In the embodiment, the severity of a vertical line 38 is the area of the density peak generated by vertical line 38 in px_1200 dpi*Delta_CIE_Lab

In FIG. 5 the calculation of the severity of a Bad Jet is shown. The graph shows the density over the width of a printed area. A density peak is visualized in the graph by a local peak 44 and the severity is calculated as the area of the resulting triangle above a base line 46: ½*b*h.

“h” corresponds to the maximum local density change (Units: Delta_CIE_Lab) and “b” to the width of the triangle (Units: px_1200 dpi), referred to the baseline 46. The baseline 46 corresponds to the local median around the peak (+/−20 px_1200 dpi).

Based on the severity of the malfunction of a nozzle 26, it is decided if a compensation of the malfunction is required.

For example, a compensation is required if the area of the vertical line 38 is larger than 50 px_1200 dpi*Delta_CIE_Lab.

However, the area of the vertical line 38 also depends on the printing medium, more particularly on the ink absorption and spreading. Thus, in different embodiments, the threshold value can be different.

If the visibility of the vertical line 38 is below the threshold value, no compensation is required.

For example, the nozzles 26 adjacent to a malfunctional nozzle 26 are used to compensate the malfunction.

Therefore, it has to be determined exactly which nozzle 26 has a malfunction.

For this purpose, a further test pattern 42 is printed which is different from the first test pattern 28, wherein the exact location of a malfunctional nozzle 26 is determined based on the further test pattern 42.

The further test pattern 42 is depicted in FIG. 4. In the further test pattern, the printed sections are distinguishable and can be assigned to a specific nozzle 26. In particular, each nozzle 26 of the printing head 12 printed a line in the test pattern 42.

To better distinguish the lines printed by each nozzle 26, the lines are printed in different rows, wherein in each row, every tenth nozzle 26 is visualized.

In the test pattern 42 depicted in FIG. 6, one of the printed lines is defect, in particular the line which is assigned to nozzle number 1081.

By knowing the exact location of the malfunctional nozzle 26, an effective compensation can be achieved.

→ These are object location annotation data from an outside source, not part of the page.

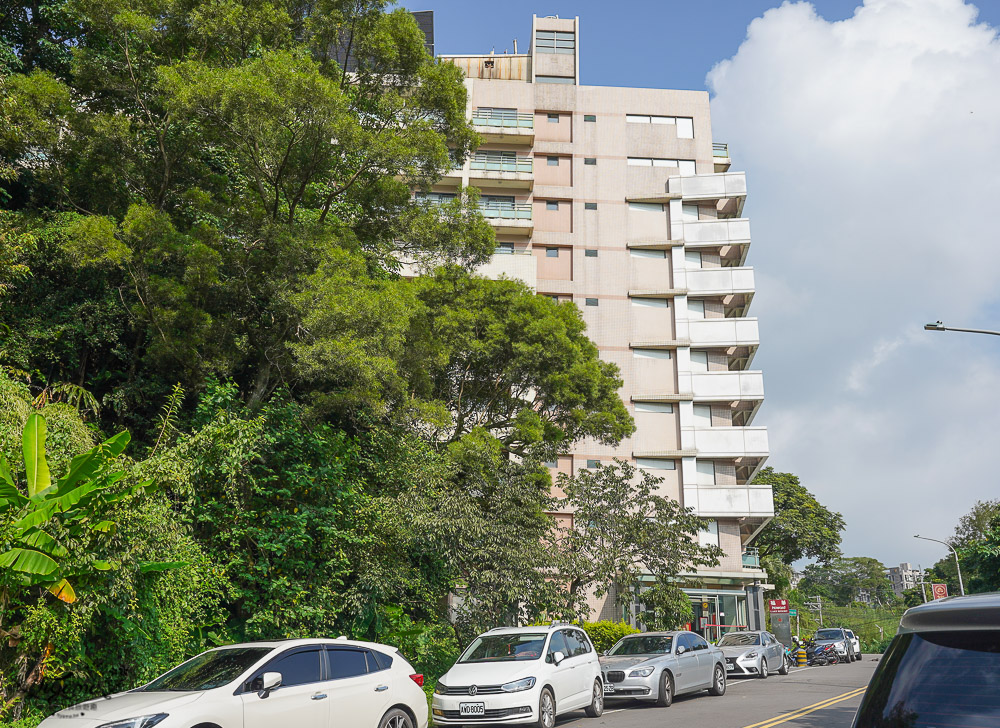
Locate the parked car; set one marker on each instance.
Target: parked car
(756, 653)
(521, 675)
(300, 683)
(839, 639)
(856, 642)
(656, 666)
(940, 669)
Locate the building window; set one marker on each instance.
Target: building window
(554, 41)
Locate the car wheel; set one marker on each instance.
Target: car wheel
(596, 707)
(718, 682)
(666, 695)
(546, 709)
(396, 718)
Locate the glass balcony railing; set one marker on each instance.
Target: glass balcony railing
(507, 120)
(489, 163)
(505, 211)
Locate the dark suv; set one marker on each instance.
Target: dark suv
(942, 670)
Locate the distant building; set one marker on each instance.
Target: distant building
(903, 577)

In the example a nozzle is detected which is either not (sufficiently) printing or is deflected. Such a malfunction could lead to a vertical line in the test pattern due to missing print. The invention also includes the detection of other defects, for example a nozzle which prints with too big drops. For such a defect a denser line might be detected in the test pattern. Many other possibilities to detect different defects are possible and known by the person skilled in the art etc.